At the same time, the threat of nuclear war or accident is heightened by new factors. In addition to the Iran and Ukraine wars and tensions between nuclear powers Pakistan and India, the U.S.-China rivalry has grown; nuclear command systems must cope with cybersecurity risks; the U.S. is planning a “Golden Dome” system that could upset the deterrent of mutually assured destruction (MAD), and the rapid growth of artificial intelligence has raised concerns about the use of AI to replace human judgement in military decision-making.
The late Mikhail Gorbachev was a foremost advocate for abolishing nuclear weapons, the only way to effectively end the threat of an uncontrollable, humanity-destroying, life-extinguishing war. It is madness that such an event remains a hair-trigger possibility today. Gorbachev understood that so long as these weapons exist, they will eventually be used.

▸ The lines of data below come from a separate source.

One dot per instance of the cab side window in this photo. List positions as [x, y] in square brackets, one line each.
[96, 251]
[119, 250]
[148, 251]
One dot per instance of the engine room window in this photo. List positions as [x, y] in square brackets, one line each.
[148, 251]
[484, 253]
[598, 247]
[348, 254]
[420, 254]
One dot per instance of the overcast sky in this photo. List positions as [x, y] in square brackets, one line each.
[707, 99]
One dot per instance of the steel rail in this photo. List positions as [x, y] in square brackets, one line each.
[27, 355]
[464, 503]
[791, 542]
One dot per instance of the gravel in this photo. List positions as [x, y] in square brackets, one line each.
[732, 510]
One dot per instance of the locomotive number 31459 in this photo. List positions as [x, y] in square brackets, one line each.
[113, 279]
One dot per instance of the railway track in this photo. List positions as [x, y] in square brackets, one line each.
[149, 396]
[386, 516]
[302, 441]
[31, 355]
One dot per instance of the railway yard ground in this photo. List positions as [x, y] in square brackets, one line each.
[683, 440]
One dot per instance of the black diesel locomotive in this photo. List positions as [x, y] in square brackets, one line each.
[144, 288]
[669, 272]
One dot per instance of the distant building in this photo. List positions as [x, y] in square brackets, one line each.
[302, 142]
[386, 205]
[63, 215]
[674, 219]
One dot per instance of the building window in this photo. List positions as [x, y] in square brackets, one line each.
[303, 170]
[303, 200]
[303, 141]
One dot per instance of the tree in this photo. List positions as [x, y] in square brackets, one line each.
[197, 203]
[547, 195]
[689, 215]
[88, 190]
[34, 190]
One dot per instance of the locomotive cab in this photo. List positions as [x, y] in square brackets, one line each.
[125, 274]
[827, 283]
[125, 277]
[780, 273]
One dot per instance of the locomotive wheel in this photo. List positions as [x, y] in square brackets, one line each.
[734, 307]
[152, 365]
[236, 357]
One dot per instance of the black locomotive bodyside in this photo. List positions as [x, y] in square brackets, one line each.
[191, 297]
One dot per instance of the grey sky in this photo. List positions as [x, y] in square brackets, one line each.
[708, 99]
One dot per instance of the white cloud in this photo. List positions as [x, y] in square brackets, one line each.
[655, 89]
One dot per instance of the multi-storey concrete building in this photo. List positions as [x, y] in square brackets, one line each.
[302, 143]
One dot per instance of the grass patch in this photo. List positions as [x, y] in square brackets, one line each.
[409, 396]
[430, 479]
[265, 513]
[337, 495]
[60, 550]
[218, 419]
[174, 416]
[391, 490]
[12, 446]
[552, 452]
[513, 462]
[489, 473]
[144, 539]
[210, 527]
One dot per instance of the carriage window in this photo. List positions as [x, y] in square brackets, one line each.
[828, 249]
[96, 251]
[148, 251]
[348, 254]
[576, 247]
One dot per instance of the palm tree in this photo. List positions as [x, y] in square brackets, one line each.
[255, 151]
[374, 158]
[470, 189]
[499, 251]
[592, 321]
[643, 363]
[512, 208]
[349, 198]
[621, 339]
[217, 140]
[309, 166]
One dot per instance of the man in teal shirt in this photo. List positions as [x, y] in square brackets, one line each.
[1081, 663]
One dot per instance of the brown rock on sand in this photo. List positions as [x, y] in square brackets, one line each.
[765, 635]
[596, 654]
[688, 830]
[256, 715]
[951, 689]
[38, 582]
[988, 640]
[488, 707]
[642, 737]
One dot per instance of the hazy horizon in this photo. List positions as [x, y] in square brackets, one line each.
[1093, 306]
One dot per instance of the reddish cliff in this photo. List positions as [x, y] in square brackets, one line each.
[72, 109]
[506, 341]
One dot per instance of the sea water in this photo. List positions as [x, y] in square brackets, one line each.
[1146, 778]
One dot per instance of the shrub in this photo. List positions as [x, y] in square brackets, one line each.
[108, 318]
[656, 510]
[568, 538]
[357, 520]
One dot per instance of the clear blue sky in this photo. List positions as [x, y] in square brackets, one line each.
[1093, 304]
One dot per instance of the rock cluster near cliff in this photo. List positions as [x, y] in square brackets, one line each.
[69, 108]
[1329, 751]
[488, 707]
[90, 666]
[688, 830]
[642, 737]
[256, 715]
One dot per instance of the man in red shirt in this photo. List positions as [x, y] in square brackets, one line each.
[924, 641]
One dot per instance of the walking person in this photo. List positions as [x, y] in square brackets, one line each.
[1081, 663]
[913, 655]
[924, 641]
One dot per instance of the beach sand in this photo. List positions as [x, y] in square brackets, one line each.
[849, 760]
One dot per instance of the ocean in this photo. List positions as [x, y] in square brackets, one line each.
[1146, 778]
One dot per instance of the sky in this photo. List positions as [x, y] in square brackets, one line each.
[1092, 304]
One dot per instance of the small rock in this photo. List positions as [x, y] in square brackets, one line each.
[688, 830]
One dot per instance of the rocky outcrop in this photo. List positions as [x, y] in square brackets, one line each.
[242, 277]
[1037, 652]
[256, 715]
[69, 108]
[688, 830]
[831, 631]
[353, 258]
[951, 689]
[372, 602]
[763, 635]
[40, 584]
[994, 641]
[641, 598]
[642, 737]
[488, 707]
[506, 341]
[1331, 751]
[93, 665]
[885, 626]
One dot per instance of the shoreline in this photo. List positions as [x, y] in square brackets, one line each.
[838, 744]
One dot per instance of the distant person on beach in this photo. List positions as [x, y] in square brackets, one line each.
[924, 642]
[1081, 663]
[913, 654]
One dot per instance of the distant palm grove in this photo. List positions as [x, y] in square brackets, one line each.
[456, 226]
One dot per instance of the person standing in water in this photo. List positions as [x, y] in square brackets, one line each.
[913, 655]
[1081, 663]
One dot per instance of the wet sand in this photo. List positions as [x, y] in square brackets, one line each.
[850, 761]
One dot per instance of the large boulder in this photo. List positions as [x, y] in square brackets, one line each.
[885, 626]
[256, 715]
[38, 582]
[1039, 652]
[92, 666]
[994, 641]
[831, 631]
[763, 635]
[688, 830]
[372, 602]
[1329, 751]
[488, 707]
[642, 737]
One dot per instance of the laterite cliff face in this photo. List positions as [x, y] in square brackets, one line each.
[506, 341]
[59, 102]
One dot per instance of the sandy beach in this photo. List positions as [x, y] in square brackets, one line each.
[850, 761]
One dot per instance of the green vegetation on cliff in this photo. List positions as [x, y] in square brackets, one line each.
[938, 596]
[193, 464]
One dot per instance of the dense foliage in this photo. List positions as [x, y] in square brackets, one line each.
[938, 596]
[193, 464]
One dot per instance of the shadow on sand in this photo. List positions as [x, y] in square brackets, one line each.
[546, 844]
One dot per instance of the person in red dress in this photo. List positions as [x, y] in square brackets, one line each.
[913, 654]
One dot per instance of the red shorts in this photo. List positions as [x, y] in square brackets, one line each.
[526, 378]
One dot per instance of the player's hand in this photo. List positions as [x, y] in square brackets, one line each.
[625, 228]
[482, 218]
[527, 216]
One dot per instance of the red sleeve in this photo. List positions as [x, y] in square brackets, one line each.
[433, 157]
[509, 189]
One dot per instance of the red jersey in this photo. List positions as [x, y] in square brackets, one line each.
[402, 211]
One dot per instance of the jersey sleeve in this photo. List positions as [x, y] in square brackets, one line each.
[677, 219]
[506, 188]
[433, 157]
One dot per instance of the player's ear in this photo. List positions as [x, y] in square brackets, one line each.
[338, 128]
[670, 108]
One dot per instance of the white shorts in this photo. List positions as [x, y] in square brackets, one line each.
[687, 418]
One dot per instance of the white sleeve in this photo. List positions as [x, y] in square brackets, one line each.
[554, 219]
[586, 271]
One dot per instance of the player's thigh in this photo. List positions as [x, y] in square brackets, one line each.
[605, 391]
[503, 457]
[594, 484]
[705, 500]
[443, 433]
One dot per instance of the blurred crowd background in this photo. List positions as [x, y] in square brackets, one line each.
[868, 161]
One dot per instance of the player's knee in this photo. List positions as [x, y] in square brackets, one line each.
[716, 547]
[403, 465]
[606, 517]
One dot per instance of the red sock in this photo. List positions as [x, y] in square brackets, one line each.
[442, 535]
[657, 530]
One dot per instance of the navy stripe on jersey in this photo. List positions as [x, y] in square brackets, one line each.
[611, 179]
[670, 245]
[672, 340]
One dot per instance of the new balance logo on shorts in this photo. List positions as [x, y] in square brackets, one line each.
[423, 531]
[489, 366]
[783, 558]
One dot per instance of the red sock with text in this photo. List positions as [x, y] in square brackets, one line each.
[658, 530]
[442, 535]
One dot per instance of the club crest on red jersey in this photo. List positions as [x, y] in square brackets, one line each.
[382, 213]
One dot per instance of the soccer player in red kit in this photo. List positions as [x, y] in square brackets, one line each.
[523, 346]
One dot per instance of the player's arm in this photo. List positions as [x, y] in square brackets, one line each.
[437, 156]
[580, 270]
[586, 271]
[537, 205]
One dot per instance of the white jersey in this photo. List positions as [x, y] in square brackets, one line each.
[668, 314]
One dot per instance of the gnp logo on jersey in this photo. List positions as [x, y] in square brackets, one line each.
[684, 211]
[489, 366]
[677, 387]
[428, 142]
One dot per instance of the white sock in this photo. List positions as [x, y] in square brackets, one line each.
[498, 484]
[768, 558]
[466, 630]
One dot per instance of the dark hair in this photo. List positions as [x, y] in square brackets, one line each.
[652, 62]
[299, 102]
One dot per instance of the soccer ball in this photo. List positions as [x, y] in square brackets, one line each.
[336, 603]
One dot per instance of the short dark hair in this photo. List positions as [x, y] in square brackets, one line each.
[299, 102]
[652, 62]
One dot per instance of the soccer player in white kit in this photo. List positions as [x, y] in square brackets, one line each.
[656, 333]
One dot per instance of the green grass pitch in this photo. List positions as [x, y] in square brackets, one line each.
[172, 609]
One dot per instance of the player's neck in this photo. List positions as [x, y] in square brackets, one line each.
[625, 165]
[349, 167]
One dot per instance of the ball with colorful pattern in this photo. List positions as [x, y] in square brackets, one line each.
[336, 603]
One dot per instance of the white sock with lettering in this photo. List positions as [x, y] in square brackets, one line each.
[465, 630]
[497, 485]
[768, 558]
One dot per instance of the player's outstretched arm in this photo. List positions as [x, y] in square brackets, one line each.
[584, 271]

"It is my firm belief that the infinite and uncontrollable fury of nuclear weapons should never be held in the hands of any mere mortal ever again, for any reason,” he said. “A nuclear war cannot be won and must never be fought...As long as weapons of mass destruction exist, primarily nuclear weapons, the danger is colossal. All nations should declare—all nations—that nuclear weapons must be destroyed. This is to save ourselves and our planet."
Are we smart enough, and do we care enough, to comply?